Séparations

Pitch:

Après le départ précipité de ses parents, Elisabeth se retrouve seule chez ses grands-parents. Son grand-père, tendre mais un peu maladroit essaie de l’apprivoiser. Malgré la froideur de sa grand-mère, une femme acariâtre et autoritaire, Elisabeth va tenter de se faire des amis afin d’échapper à la solitude.

Chapitre :

Pierre, qui avait attelé le cheval, attendait son frère et sa belle-sœur. Ils longèrent l’allée de pins en direction de la carriole, Louis donnant ses dernières recommandations à sa fille et Yona, marchant lentement au bras de son beau-père. La santé de de Yona s’était dégradée. Plusieurs fois, elle dû s’arrêter pour souffler. Inquiète, Elisabeth se tournait vers sa mère. Arrivés à la carriole, Pierre empoigna les quelques affaires des mains de son frère. Louis serra sa fille contre son cœur, l’embrassa tendrement avant d’aider son père et sa femme.
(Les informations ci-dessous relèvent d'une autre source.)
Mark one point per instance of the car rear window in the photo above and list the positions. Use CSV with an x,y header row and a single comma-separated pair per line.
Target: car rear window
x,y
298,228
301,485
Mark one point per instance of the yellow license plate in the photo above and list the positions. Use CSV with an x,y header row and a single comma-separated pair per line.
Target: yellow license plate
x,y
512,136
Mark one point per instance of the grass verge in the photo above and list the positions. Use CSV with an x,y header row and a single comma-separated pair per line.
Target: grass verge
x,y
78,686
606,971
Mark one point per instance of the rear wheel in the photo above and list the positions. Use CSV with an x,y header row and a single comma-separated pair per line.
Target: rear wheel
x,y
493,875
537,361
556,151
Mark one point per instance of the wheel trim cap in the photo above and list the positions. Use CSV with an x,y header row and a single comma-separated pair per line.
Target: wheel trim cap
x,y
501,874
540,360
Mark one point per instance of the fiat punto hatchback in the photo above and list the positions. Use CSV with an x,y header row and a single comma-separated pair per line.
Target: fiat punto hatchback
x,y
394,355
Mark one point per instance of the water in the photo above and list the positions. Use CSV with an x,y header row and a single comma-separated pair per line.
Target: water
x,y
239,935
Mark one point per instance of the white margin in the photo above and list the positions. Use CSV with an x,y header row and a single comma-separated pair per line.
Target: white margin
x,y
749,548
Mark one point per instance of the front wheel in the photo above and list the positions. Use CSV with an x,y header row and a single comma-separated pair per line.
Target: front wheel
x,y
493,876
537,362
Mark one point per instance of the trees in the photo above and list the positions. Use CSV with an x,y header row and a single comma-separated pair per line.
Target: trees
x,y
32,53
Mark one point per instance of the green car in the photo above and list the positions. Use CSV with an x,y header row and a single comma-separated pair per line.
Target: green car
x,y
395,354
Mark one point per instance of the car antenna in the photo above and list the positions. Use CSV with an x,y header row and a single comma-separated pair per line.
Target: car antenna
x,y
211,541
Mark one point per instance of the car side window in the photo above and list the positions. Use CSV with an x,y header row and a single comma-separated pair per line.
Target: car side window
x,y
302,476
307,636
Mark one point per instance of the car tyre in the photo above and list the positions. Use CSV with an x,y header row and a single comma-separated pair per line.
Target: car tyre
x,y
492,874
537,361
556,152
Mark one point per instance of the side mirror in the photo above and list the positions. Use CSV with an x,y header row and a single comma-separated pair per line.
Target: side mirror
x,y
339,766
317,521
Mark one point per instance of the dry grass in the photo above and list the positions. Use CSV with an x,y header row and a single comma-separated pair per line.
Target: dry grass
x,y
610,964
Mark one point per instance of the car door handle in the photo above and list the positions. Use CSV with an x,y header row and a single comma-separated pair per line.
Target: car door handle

‒ Je reviens dès que je peux, promis. Maman a besoin de repos et de soins.

T’inquiète pas, petite, lui cria son oncle. Ta mère sera en de bonnes mains à Marseille. C’est un bon hôpital. On te la ramènera en pleine forme. »

Malgré la chaleur de l’été, Yona s’était emmitouflée dans son grand châle. Louis l’installa à l’arrière de la carriole. Elisabeth monta embrasser sa mère qui tourna la tête pour tousser dans un mouchoir.

‒ Maman ?

‒ Ne t’approche pas, ma chérie, je ne veux pas que tu sois malade, toi aussi.
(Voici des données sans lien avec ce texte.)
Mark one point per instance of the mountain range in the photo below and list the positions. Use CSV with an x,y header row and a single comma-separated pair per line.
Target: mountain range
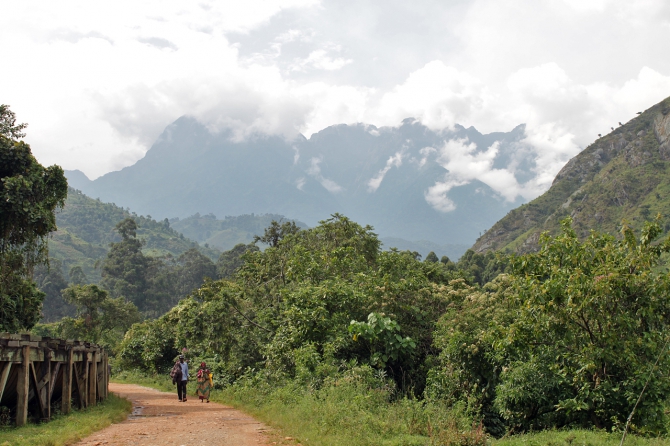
x,y
622,178
378,176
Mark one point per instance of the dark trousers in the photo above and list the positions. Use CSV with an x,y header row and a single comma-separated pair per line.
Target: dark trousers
x,y
181,389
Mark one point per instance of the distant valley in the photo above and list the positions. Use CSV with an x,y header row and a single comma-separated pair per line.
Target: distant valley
x,y
622,178
376,176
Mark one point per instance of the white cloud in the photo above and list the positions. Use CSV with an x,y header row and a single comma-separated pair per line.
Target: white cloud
x,y
98,82
436,94
376,181
320,60
436,195
314,170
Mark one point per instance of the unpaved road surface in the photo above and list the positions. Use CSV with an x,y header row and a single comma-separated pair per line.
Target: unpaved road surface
x,y
160,419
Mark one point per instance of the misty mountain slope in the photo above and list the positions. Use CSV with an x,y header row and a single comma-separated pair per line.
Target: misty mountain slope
x,y
86,228
622,176
386,177
225,234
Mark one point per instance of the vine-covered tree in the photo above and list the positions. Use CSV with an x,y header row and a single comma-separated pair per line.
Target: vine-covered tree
x,y
124,270
29,197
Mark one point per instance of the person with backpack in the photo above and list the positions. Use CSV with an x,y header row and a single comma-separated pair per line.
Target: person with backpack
x,y
179,375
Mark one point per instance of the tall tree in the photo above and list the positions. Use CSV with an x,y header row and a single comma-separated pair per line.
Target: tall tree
x,y
29,197
124,270
50,280
99,318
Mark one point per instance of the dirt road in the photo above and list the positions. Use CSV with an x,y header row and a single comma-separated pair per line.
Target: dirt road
x,y
160,419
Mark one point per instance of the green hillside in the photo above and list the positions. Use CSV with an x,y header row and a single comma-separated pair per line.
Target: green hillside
x,y
622,176
86,228
225,234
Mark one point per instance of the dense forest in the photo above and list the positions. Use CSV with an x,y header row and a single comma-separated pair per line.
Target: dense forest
x,y
567,336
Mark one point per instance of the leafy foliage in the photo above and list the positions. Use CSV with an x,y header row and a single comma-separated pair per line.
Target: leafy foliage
x,y
568,338
29,197
86,227
287,309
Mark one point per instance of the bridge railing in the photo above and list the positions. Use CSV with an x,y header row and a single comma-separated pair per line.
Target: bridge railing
x,y
38,374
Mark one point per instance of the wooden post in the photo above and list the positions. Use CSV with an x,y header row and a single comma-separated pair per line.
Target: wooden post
x,y
3,378
93,380
46,389
66,399
106,375
22,388
84,382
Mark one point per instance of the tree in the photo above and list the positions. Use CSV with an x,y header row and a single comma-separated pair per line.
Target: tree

Louis prit sa fille par la taille, la souleva bien haut en souriant, puis la reposa au sol et l’étreignit une dernière fois.

‒ Tu seras bien sage avec tes grands-parents, d’accord ?
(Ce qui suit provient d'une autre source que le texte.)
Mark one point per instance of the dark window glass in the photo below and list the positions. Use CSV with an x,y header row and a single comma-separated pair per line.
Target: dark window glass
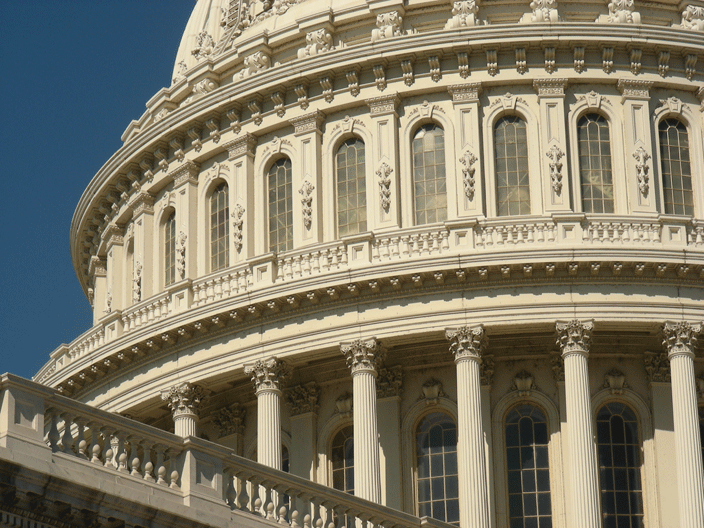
x,y
619,466
527,467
Elisabeth hocha la tête et écarquilla les yeux  pour ne pas pleurer. Elle voulait se montrer forte. Le cœur serré, elle regarda ses parents et son oncle partir. Elle resta voir son  père lui faire signe jusqu’à ce qu’il disparaisse au coin de l’allée. Son grand-père lui tendit une main caleuse et ils retournèrent vers la maison en silence. Qu’allait-il faire de cette petite qu’il connaissait à peine ? Lui qui n’avait jamais eu de fille, se sentit à la fois gauche et attendri en présence de l’enfant.

‒ Ils sont partis ? Vous en avez mis du temps, l’allée n’est pas si longue, cria la grand-mère d’une voix nasillarde, la tête dans l’embrasure de la fenêtre.

‒ Tu peux parler, tu n’es même pas sortie, grommela le grand-père en lâchant subitement la main d’Elisabeth.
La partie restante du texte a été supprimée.